Na imprezie przedstawiły się największe firmy branży komputerowej takie jak Intel, Asus, Ubisoft, Microsoft ze swoim nowiutkim Xbox One i wiele, wiele innych. Wszystkich nie sposób tu wymienić. Dużym zainteresowaniem cieszyła się oczywiście sala e-sportowa, na której rozgrywane były turnieje League of Legends, World of Tanks, War Thunder oraz finały Ligi Cybersport. Ogromną ilość zainteresowanych przyciągnął również Wiedźmin 3, ale twórcy pokazali to samo co było w sieci już od dawna.
My jednak teraz bardziej skupimy się na jednej z mniejszych części tej imprezy. Wiadome jest, że na PGA swój kącik mają gry starsze, a retro w tym roku także cieszyło się dużym zainteresowaniem. Dla zwiedzających oddane zostało kilkanaście kultowych maszyn, które bez chwili odpoczynku oblegane były zarówno przez graczy z tamtych lat, oraz przez młodszych, którzy ciekawi byli jak to kiedyś wyglądało i działało. Przybliżymy grę, w którą udało nam się zagrać.
A mowa tu o The Chaos Engine na konsoli Super Nintendo Entertainment System.
Najpierw słów kilka o samej konsoli. Jest to znacznie wydajniejszy następca Nintendo Entertainment System wydany na rynek europejski w 1992 r.. Posiada dużo lepszą grafikę i dźwięk od poprzednika. Gry występują tu w formie kartridży. Konsola wyszła w dwóch wersjach: europejskiej i amerykańskiej. Konsole różniły się nieco wyglądem: wersja amerykańska była bardziej kanciata niż europejska, oraz grami, gdyż gry z wersji amerykańskiej nie działały pod konsolą europejską i na odwrót.
The Chaos Engine to strzelanka napisana przez Bitmap Brothers i wydana przez Renegade Software w 1993 roku. Do wyboru mamy sześciu bohaterów. Każdy z nich różni się bronią oraz statystykami. Zmierzyć musimy się z maszynami-potworami, którzy powstali w wyniku wymknięcia się z pod kontroli Maszyny Chaosu. Gra nawiązuje do nurtu Steampunk, czyli fantastyki naukowej. Technika otaczająca bohaterów oparta jest na mechanice.

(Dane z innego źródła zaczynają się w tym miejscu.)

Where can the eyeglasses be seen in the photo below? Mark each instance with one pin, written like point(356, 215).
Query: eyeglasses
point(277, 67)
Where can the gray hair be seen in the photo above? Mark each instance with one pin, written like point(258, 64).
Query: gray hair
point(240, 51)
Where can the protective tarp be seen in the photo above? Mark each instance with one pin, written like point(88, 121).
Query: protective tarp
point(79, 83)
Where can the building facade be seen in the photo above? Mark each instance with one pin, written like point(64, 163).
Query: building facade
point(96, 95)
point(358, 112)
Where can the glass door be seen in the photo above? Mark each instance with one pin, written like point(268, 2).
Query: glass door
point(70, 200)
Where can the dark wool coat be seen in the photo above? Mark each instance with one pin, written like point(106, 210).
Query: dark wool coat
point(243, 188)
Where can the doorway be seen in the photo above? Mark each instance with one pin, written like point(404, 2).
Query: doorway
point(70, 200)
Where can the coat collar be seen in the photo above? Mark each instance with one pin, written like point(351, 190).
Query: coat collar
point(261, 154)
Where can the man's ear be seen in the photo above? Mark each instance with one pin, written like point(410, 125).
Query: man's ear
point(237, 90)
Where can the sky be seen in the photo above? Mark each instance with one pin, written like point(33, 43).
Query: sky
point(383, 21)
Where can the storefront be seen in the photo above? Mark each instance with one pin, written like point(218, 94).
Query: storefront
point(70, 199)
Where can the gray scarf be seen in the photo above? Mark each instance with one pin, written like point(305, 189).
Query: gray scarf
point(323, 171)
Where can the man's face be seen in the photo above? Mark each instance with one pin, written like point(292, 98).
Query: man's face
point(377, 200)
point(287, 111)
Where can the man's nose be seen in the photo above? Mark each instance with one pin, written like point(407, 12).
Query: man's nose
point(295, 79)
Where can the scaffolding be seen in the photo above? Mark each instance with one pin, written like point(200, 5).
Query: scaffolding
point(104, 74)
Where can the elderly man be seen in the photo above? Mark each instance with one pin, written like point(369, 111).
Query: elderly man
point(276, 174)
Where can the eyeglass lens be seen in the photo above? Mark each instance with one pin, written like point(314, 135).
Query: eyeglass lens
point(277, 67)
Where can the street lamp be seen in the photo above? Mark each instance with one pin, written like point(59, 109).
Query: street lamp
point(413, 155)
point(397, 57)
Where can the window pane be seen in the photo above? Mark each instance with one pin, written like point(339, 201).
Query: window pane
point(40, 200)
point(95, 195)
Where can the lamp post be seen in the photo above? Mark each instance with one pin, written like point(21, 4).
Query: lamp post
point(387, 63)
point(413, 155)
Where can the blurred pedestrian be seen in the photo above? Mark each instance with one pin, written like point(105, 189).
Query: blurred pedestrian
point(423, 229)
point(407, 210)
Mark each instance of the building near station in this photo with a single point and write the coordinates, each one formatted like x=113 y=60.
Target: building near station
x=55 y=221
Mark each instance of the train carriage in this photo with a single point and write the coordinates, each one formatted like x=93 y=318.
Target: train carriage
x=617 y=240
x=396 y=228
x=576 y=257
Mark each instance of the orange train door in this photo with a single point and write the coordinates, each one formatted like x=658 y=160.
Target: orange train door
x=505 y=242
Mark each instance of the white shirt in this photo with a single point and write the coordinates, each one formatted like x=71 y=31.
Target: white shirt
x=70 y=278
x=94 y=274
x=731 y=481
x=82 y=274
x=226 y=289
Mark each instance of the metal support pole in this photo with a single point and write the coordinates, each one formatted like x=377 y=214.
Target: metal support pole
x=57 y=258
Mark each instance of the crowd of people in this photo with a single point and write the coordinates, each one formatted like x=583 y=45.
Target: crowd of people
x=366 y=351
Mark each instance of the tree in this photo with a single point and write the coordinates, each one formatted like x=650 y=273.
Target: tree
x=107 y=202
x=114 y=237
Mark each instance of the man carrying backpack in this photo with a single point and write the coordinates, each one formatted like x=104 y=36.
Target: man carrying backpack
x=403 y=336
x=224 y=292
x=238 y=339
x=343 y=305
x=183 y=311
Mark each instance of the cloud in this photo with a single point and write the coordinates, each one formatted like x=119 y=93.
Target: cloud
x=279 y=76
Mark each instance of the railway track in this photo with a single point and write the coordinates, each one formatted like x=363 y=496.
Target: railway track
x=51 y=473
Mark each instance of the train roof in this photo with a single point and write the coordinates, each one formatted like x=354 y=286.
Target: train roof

Starczy tego naukowego opisywania. Usiedliśmy do konsoli we dwóch i zagraliśmy w trybie kooperacji. Plansze nie są zbyt skomplikowane a przeciwnicy zbyt wymagający, ale gra i tak nie okazała się łatwy. Problem pojawiał się gdy przeciwnicy atakowali na skos. Ciężko było w nich wycelować i ustrzelić zanim oni zrobili to nam, a o ile dobrze pamiętam wystarczył jeden strzał aby uśmiercić naszą postać. W momencie, gdy zginął któryś z naszych towarzyszy drugi musiał w pojedynkę stawić czoło przeciwnikom do póki sam nie zginął. Gra ogromnie mnie wciągnęła, co jest cechą większości gier z tamtych czasów.
Wszystkich fanów gier, nie tylko tych starszych, ale również świeżutkich produkcji zachęcamy do przybycia na targi PGA już za rok, a jeśli chodzi o nas, to postaramy się o częstsze publikacje na naszej stronie.